# Employment Law in Spain



## RPW (May 20, 2011)

Hi,

I've just found out I've been fired, so I need some help from anyone with experience with this in Spain. 

The story goes:

1) I have a contrato indefinido.

2) Last year I joined a new start-up firm. Pay conditions-wise, they offered me a nomina, but also would supplement my income under the table ("UTT"), as it saved them money in social security payments. (I would have preferred it all above board.)

3) Cut to this year: 4 days before my August pay-day they told me of their desire to go fully legal. As this would affect my pay & contract, they gave me two options:

i) Have the UTT money be put through "officially"
ii) Have the UTT money put through my girlfriend's Autonoma account

I responded that so the first would be fine, but that, if the money couldn't be found to make up the difference, then a reduction of my working hours would be appreciated. (By going legal, I would incur a 25% reduction of my income.)

My boss didn't like this and insisted that I took the second option. I said no. And laid out my case why I wouldn't use my girlfriend's Autonoma account, detailing my position with regards to pay. And said that if my counter offer couldn't be accepted, he should give me other options to discuss. 

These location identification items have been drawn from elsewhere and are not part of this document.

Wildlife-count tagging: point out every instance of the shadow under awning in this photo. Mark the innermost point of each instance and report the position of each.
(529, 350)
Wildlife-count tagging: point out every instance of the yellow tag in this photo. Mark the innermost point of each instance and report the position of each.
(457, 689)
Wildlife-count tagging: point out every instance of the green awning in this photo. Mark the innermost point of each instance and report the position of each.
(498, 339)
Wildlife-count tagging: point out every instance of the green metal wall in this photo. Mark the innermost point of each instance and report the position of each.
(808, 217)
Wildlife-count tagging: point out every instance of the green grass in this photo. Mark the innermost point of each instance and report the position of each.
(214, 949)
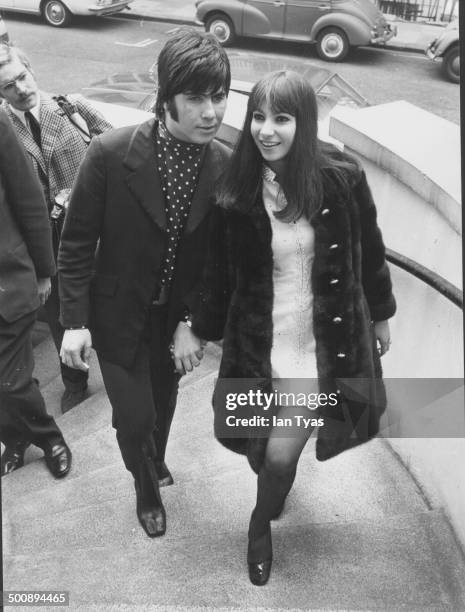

4) On payday (August 29th) I received my nomina, and a message informing me that they were going legal as of August 1st, so I need to make a decision about my pay. I shot off a strongly worded email, telling them that I had worked through August under the impression that the old circumstances were in place, and that they owe me this money. He grudgingly paid the difference.

5) Between August 30th and yesterday, I'd been emailing my boss with requests for options with regards to the future changes in my contract. Each time he responded with demands that I go to Madrid for a meeting. I refused, stating that my position is in my emails and until he answered each of my questions we have nothing to talk about face to face. My Spanish isn't great, neither is his English, so I thought email would be the best medium for this discussion. The company works in English.

6) This morning (Sept 2nd) I couldn't access my work inbox. I wrote to them and asked if there was a problem with the server. 10 mins later my girlfriend gets an email stating that I've been fired because my emails were an offense to my boss. (I should point out that I never lowered myself to name calling or affronts. I made sure that my emails were "bland" and full of facts for him to respond to point by point.)

So, my question is, how best should I go forward with this? Do I have a leg to stand on in terms of defending myself?

Thanks a lot in advance


----------



## mrypg9 (Apr 26, 2008)

My first question is, as always in these situations: are you in a Union?


----------



## RPW (May 20, 2011)

mrypg9 said:


> My first question is, as always in these situations: are you in a Union?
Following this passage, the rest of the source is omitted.